Ethnography is closely associated with the core qualitative methods of interviewing and observation. But ethnographers in business often work with a broad range of other methods, from video and diary studies to surveys and sensors. This tutorial examines the relationship between research and design, producing data and producing things. It considers the research process as a design process and a wide range of methods across the research and design spectrum. Participants engaged in active exercises to examine creativity, complexity, compromise and choice in research design, and consider the role of stakeholder thinking. Finally, the tutorial encouraged researchers to conceptualize their work as a long-term endeavor beyond the boundaries of a discrete project, with tips for organizing data and files as well as creating quality criteria.
Participants were asked to prepare for this workshop by exploring and perhaps journaling about past projects that did not provide clients with their desired outcomes. They considered the methodological limitations of past ethnographic work (not simply the practical or logistical limitations), and when analyses have been rigorous, but somehow less impactful. After the workshop, participants were asked to read theory that explains human behavior, without regard for their disciplinary allegiance.
The video includes only the presentation portions of the tutorial.

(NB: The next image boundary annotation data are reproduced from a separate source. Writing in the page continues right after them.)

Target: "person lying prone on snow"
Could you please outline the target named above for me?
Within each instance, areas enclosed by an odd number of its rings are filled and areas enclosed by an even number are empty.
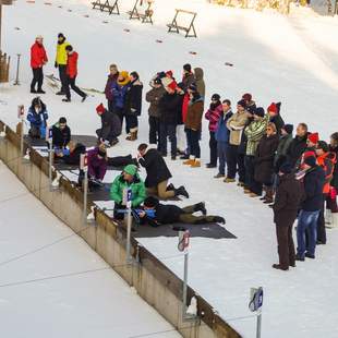
[[[197,212],[201,212],[202,216],[193,215]],[[224,217],[207,216],[204,202],[180,208],[173,204],[161,204],[158,198],[153,196],[145,198],[143,210],[138,210],[137,216],[141,224],[148,224],[152,227],[178,222],[190,225],[226,224]]]

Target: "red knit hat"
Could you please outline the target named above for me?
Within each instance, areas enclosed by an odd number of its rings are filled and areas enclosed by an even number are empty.
[[[168,84],[168,88],[170,88],[171,90],[176,90],[177,87],[178,87],[178,84],[176,83],[176,81],[171,81]]]
[[[304,161],[304,159],[306,159],[307,157],[311,157],[311,156],[316,157],[316,154],[312,150],[303,153],[303,161]]]
[[[96,111],[97,111],[97,113],[104,113],[104,112],[105,112],[105,106],[104,106],[104,104],[99,104],[99,105],[96,107]]]
[[[167,72],[166,72],[166,75],[167,75],[168,77],[172,79],[173,73],[172,73],[172,71],[167,71]]]
[[[270,104],[270,105],[267,107],[267,111],[277,113],[277,112],[278,112],[277,105],[276,105],[275,102]]]
[[[245,101],[251,101],[252,100],[252,95],[250,93],[245,93],[242,96],[242,99],[244,99]]]
[[[317,144],[319,141],[319,135],[318,133],[311,133],[309,134],[307,140],[313,144]]]

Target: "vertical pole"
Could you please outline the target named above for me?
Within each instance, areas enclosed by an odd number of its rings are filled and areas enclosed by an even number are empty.
[[[20,129],[20,153],[21,153],[22,159],[25,156],[25,154],[24,154],[24,135],[25,135],[24,125],[25,125],[25,123],[24,123],[24,119],[22,117],[21,118],[21,129]]]
[[[16,61],[16,79],[14,82],[14,86],[20,86],[20,81],[19,81],[19,69],[20,69],[20,58],[21,55],[16,55],[17,56],[17,61]]]
[[[83,226],[87,225],[88,171],[84,170],[83,179]]]
[[[131,238],[131,231],[132,231],[132,209],[131,206],[128,206],[126,212],[126,263],[131,263],[131,253],[130,253],[130,238]]]
[[[1,50],[1,34],[2,34],[2,4],[0,0],[0,50]]]
[[[49,179],[49,191],[52,191],[52,162],[53,162],[53,148],[52,142],[49,141],[49,167],[48,167],[48,179]]]
[[[184,252],[184,277],[183,277],[183,318],[186,315],[186,291],[188,291],[188,262],[189,262],[189,251]]]
[[[262,311],[257,314],[256,338],[261,338],[262,333]]]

Sam Ladner is a sociologist who studies the ways humans live, work, and play with digital tools. Her past work has included workplace studies of engineers, lawyers, and financial services workers, and consumer studies of mobile technology use and social media consumption. She is the author of Practical Ethnography: A Guide to Doing Ethnography in The Private Sector, and has taught research methods at several universities. She currently works as a principal UX researcher at Amazon. She received her PhD in sociology from York University and currently lives in Seattle with her husband.